Some of what the bipartisan plan leaves out:

In-home care: This focused on raising wages for workers who provide health care for older adults and people with disabilities. They are predominantly women of color and are among the lowest-paid workers, the White House said.

Buildings: This included funding public housing — an area that would “disproportionately benefit women, people of color and people with disabilities,” according to the White House. It also included investing in child care centers and community colleges; modernizing public schools; and upgrading federal hospitals and buildings.

Innovation: This included investing in U.S.-based manufacturing; funding research on climate change and energy; and providing research grants to historically Black colleges and universities.

What shrank

Original proposal
Bipartisan plan
Sources: Committee for a Responsible Federal Budget; White House·Figures are rounded.

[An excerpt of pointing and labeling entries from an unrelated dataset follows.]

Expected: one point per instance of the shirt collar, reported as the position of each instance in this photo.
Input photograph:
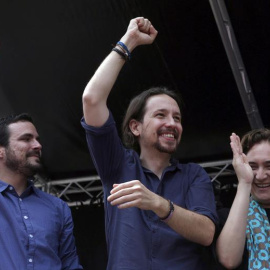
(30, 187)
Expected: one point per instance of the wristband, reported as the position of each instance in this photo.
(170, 212)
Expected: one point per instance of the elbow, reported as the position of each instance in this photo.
(228, 262)
(209, 236)
(88, 100)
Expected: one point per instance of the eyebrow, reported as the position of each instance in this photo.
(165, 110)
(29, 135)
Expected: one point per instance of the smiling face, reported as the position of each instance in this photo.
(22, 155)
(160, 129)
(259, 160)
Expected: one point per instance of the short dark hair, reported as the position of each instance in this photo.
(254, 137)
(136, 110)
(6, 121)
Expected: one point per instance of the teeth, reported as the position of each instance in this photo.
(263, 185)
(168, 135)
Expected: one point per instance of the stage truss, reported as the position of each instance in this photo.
(88, 190)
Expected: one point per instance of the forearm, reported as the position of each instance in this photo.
(98, 89)
(231, 242)
(192, 226)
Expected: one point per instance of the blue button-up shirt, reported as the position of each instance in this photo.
(36, 231)
(137, 239)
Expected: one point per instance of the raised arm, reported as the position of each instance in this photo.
(231, 241)
(139, 32)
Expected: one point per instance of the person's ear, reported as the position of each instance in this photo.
(135, 127)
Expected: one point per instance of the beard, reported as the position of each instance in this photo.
(22, 166)
(171, 147)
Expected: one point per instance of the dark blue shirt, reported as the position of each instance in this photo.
(137, 239)
(36, 231)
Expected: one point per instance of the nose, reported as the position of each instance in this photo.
(170, 122)
(37, 145)
(260, 174)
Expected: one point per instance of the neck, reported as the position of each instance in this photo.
(17, 180)
(156, 163)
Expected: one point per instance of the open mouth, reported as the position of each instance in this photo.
(262, 185)
(168, 135)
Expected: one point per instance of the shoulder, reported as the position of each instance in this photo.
(50, 199)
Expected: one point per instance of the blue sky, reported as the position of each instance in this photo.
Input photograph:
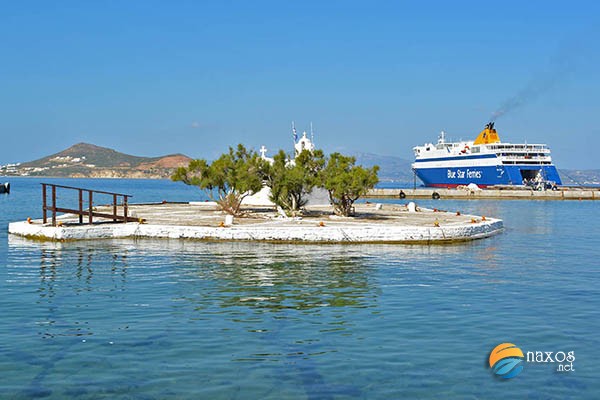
(157, 77)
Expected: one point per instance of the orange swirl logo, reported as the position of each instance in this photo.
(506, 359)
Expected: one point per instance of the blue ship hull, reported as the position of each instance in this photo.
(485, 175)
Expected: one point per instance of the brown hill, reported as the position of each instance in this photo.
(88, 160)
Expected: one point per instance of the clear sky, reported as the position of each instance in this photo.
(157, 77)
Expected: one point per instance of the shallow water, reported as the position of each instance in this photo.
(185, 319)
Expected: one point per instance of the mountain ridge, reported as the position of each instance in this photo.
(86, 160)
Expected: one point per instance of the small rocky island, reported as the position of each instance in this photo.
(372, 223)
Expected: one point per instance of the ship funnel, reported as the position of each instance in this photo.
(488, 135)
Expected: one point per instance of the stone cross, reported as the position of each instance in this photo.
(263, 151)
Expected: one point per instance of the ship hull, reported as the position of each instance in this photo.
(483, 176)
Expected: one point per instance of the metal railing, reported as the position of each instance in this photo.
(89, 210)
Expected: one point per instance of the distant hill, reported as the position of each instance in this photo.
(85, 160)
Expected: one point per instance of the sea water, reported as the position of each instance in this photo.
(157, 319)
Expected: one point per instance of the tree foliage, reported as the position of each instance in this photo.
(292, 182)
(346, 182)
(231, 177)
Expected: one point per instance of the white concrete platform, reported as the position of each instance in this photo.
(394, 225)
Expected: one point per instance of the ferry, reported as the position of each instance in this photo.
(486, 161)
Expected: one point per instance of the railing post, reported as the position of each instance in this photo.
(115, 207)
(80, 206)
(53, 205)
(125, 208)
(90, 202)
(44, 212)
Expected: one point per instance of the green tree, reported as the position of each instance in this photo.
(346, 182)
(291, 182)
(232, 177)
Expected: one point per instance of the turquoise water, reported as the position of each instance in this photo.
(186, 320)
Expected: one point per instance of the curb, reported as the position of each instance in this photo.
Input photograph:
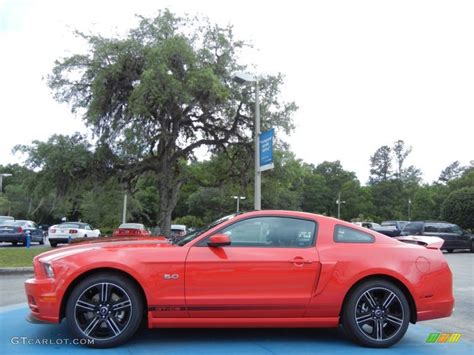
(16, 270)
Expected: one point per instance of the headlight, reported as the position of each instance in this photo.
(48, 270)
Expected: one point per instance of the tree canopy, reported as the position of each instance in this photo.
(164, 90)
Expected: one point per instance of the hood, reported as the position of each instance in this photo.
(109, 243)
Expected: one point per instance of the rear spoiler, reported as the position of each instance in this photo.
(428, 242)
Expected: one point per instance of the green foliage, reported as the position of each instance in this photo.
(165, 89)
(458, 208)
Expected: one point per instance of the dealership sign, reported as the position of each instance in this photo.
(266, 150)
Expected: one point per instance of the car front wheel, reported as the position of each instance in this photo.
(106, 309)
(376, 314)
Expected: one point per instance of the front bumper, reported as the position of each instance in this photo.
(43, 300)
(62, 240)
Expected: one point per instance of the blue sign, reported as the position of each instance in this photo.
(266, 150)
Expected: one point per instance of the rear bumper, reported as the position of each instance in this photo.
(63, 240)
(19, 238)
(435, 310)
(435, 299)
(43, 301)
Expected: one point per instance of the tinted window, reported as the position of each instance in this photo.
(279, 232)
(432, 227)
(69, 225)
(413, 228)
(450, 228)
(344, 234)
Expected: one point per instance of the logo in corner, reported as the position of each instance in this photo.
(443, 338)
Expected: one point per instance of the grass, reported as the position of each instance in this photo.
(19, 257)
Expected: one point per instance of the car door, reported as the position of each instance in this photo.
(461, 239)
(269, 270)
(36, 233)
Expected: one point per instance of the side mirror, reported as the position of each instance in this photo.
(219, 240)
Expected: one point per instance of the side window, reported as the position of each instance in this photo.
(413, 228)
(450, 228)
(273, 232)
(431, 228)
(344, 234)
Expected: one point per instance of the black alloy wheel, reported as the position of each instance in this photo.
(105, 308)
(376, 314)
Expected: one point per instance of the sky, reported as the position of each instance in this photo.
(363, 73)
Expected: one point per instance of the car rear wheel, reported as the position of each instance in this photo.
(105, 308)
(376, 314)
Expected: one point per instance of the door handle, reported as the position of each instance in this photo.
(300, 261)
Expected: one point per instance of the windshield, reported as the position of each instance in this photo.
(193, 235)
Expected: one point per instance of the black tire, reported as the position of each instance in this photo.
(106, 308)
(376, 314)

Transportation funding fell by $263 billion compared with the original proposal. The largest change was in the area of electric vehicle adoption, which shrank by $142 billion, or 90 percent.

Another area with a large drop in funding: reconnecting communities that have been separated by or disconnected from major highways and bridges. Funding for reconnecting these communities — typically communities of color — fell to $1 billion from $24 billion.

Utilities funding fell by $466 billion, including a $363 billion cut in clean energy tax credits. The budget for water infrastructure (which includes the president’s plan to replace all of the nation’s lead pipes) was cut in half, to $55 billion from $111 billion.

What got bigger or stayed the same

Original proposal
Bipartisan plan
Sources: Committee for a Responsible Federal Budget; White House·Figures are rounded.

The new plan adds funding toward pollution remediation and Western water infrastructure. Funding for airports was essentially unchanged, as was funding for climate resiliency, which involves upgrading the nation’s infrastructure to better withstand the effects of climate change such as intensifying wildfires, hurricanes and flooding.

The bipartisan agreement

Original proposal
$2,600 billion
Bipartisan plan
$550 billion
Sources: Committee for a Responsible Federal Budget; White House·Figures are rounded.

Overall, the bipartisan plan focuses spending on transportation, utilities and pollution cleanup; pulls back spending on clean energy and electric vehicle adoption; and eliminates spending on innovation, buildings and in-home care.

Proponents of the bipartisan plan say it focuses on “core infrastructure,” while critics point out that it leaves out major components that would address climate change, health care and racial inequity.